Entre las noticias que más impresión me han causado en las últimas semanas (miren si tendría dónde elegir) hay una aparentemente chiquita que dice que uno de cada tres españoles ha llorado durante la pandemia. El estudio no lo patrocina Kleenex, se trata de un barómetro del CIS, que de pronto sirve de balanza y termómetro de la tristeza que se condensa en el ambiente. Hay algo hermoso, en tanto que humano, y a pesar de los pesares, en este cambio cualitativo: una institución, que suele medir cosas duras como el rostro de los líderes políticos, se ha ocupado del llanto, esa cosa de la que acaso se han encargado hasta ahora únicamente los poetas y algún filósofo. Así nos va.

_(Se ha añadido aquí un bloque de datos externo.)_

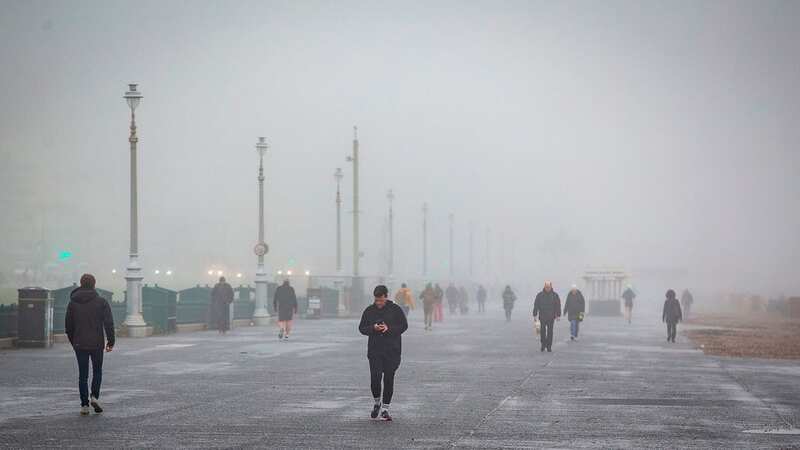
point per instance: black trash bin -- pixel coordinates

Curioso que esta vez no hayan salido a ladrar los opinadores más cojonudos diciendo que estos resultados son cosa de la cocinilla de Tezanos. Quizá es que aún el llanto, desde la madre patriarcal de Boabdil en adelante, siga sin ser cosa de hombres. Las mujeres, de hecho, manifiestan haberse derrumbado más. O no nos da tanto reparo como todavía a muchos hombres reconocerlo; consecuencia de la desigualdad entre sexos es también esa ley castradora que sentencia eso de que “los hombres no lloran”. Solo el 16,9% de los hombres admiten haber llorado por la pandemia, frente al 52,8% de las mujeres. Además, según arroja la encuesta, continúa existiendo –y con esta crisis se ha agravado la brecha- una importante desigualdad emocional, la misma que siglos atrás ponía más o menos lágrimas a las dolorosas no sólo en función de sus esperanzas y dolores. “Los ricos también lloran”, pero padentro y por otros motivos al agobio que da el no saber si mañana sus viejos y sus niñas podrán seguir subsistiendo dignamente. Los pobres –dice la encuesta- tienen más miedo a sufrir un contagio. Y más razones -digo yo- para ese miedo. Apenas han podido ir a un psicólogo, pero se les han recetado más psicofármacos. Las hijas y los hijos de los más vulnerables “lloran más fácilmente” (un 60% frente al 15% de los más adinerados). Todavía habrá quien, a la luz de estos datos, confunda la fortaleza emocional con los privilegios.